Backward Projection (Decoding)

Core innovation: The pseudo-inverse of the data projection is used as an approximate inverse mapping. 1. Find the \(k\) nearest neighbors \(N \subseteq [n]\) of \(w^*\) in the latent space. 2. Construct a local data submanifold \(\mathcal{D}\) from the preimages of these neighbors. 3. Project \(w^*\) onto \(\mathcal{D}\): \(z'^* = \text{Proj}_\mathcal{D}(w^*)\).

Submanifold Design via Many-Body Approximation

Base submanifold (\(\ell\)-body approximation):

\[\mathcal{M}_\ell = \{\theta \in \mathbb{R}^{\dim(\mathcal{S})} \mid \theta_x = 0 \text{ for all non } \ell\text{-body parameters } x \in \Omega\}\]

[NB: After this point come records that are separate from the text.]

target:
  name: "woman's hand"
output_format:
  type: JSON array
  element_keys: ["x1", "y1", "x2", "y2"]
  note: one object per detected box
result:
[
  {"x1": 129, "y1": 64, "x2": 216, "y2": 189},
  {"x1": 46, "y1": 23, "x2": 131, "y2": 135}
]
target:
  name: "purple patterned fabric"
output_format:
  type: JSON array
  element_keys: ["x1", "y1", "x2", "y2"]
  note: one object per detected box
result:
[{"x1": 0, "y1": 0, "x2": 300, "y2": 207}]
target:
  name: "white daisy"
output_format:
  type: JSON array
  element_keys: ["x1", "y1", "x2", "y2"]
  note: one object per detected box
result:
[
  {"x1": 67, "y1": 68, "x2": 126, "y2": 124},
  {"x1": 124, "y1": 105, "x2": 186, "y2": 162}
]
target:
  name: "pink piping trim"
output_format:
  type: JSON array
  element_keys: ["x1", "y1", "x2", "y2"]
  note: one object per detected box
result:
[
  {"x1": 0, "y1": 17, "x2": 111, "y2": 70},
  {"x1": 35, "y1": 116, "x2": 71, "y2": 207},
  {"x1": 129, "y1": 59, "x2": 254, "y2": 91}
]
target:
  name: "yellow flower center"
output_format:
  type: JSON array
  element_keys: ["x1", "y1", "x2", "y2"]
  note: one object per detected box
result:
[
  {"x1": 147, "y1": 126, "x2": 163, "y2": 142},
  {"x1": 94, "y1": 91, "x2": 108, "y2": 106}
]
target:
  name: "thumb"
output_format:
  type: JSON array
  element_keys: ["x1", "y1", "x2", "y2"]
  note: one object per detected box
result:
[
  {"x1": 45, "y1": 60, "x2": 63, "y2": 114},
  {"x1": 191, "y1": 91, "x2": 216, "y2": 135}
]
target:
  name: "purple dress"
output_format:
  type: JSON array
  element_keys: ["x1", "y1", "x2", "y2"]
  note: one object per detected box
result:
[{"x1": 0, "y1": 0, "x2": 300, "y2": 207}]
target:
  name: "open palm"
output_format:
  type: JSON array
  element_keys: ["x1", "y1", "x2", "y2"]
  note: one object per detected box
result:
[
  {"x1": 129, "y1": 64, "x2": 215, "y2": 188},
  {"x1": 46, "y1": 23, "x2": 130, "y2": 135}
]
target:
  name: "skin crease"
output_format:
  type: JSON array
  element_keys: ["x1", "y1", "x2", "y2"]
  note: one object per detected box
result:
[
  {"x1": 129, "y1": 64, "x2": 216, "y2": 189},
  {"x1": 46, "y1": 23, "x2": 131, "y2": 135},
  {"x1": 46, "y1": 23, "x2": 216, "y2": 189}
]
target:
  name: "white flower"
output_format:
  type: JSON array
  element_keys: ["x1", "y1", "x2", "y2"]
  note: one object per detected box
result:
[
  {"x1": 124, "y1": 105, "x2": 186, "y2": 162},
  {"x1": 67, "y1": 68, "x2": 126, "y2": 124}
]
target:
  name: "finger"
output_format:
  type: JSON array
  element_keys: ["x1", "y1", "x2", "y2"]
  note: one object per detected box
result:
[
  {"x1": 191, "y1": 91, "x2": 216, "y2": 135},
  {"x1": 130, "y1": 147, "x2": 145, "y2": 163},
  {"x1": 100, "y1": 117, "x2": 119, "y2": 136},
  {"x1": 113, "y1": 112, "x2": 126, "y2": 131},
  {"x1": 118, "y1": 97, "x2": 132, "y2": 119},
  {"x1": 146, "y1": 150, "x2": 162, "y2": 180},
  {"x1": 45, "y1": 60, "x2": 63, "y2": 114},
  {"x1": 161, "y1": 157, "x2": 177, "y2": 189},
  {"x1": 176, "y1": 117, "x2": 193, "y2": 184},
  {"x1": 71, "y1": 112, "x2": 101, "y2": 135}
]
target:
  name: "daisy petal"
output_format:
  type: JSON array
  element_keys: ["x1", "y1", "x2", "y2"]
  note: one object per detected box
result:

Local data submanifold (dual construction):

\[\mathcal{M}_\ell^*(N) = \{\theta \mid \theta_x = \frac{1}{k}\sum_{i^* \in N}(\theta(z_{i^*}'))_x \text{ for all } \ell\text{-body } x\}\]

Augmentation Algorithm

  1. Encode: \(w_i = \mathsf{Enc}(z_i) = \text{Proj}_{\mathcal{B}} \circ \varphi(z_i)\)
  2. Augment: Generate a new representation \(w^*\) in the latent space \(\mathcal{B}\) via kernel density sampling or controlled perturbation.
  3. Decode: \(z^* = \mathsf{Dec}(w^*) = \varphi^{-1} \circ \text{Proj}_\mathcal{B}^{-1}(w^*)\)

Key Experimental Results

Downstream Classification Performance

Training Set MNIST CIFAR-10 Speech Connectionist Bankruptcy Wine
OG 97.98% 88.57% 84.48% 88.10±8.58% 96.54% 55.00%
OG+STD 97.98% 89.89% 82.98% 85.24±7.66% 96.17% 57.85%
OG+AE 97.97% 88.36% 83.13% 82.86±7.59% 95.92% 57.23%
OG+MU 96.45% 86.60% 81.85% 89.29±4.97% 96.55% 57.76%
OG+MMU 97.52% 88.02% 83.06% 91.19±5.06% 96.44% 58.70%
OG+PNL 97.91% 88.07% 84.35% 93.81±4.54% 96.53% 59.03%

Ablation Study: Energy-Aware vs. Ambient-Space Interpolation

Geometry Interpolation Energy (Interaction Energy)
Base submanifold (energy-aware) Consistently lower
Ambient space (Euclidean) Consistently higher

The energy-aware method consistently yields lower energy than ambient-space geometry across all interpolation points.

Key Findings

  1. PNL consistently outperforms or matches all other augmentation methods across 6 datasets and 4 modalities.
  2. Stability advantage is pronounced: on Connectionist Bench (208 samples), standard deviation is reduced from 8.58% to 4.54%.
  3. On CIFAR-10, the 1-body approximation preserves shape, while the 5-body approximation captures fine-grained shape–color relationships.
  4. Submanifold dimensionality selection involves an inherent trade-off between information retention and augmentation effectiveness.

Highlights & Insights

  1. Theoretical elegance: Data augmentation is naturally connected to the dually flat structure of information geometry.
  2. Multi-modal generality: The same framework handles images, audio, and tabular data uniformly.
  3. Fine-grained controllability: Augmentation properties are governed by the design of the poset structure and submanifold selection.
  4. Training-free: Projection reduces to convex optimization with closed-form gradients, making computation highly efficient.
  5. Stability guarantee: Projection minimizes KL divergence, providing clear information-theoretic guarantees.

Limitations & Future Work

  • Lack of permutation invariance: Posets rely on a specific index ordering, introducing bias for data without a natural order, such as graphs.
  • The positive tensor assumption restricts direct application to data containing negative values.
  • The method does not surpass standard augmentation (e.g., flipping/cropping) on image modalities, as standard methods encode strong modality-specific priors.
  • Selecting reshape operations for higher-order tensors requires domain knowledge.
  • Learning-based augmentation: VAE-, GAN-, and diffusion model-based augmentation.
  • Training-free augmentation: Mixup, Manifold Mixup, PCA-based augmentation.
  • Information geometry: Amari (2016), dually flat structures.
  • Log-linear models on posets: Sugiyama et al. (2017).

Rating

  • Novelty: ⭐⭐⭐⭐⭐ — The marriage of information geometry and data augmentation is highly distinctive.
  • Technical Depth: ⭐⭐⭐⭐⭐ — Theoretically rigorous with solid mathematical derivations.
  • Experimental Thoroughness: ⭐⭐⭐⭐ — Multi-modal coverage, though large-scale validation is lacking.
  • Value: ⭐⭐⭐ — Strong generality, but limited advantage on mainstream vision tasks.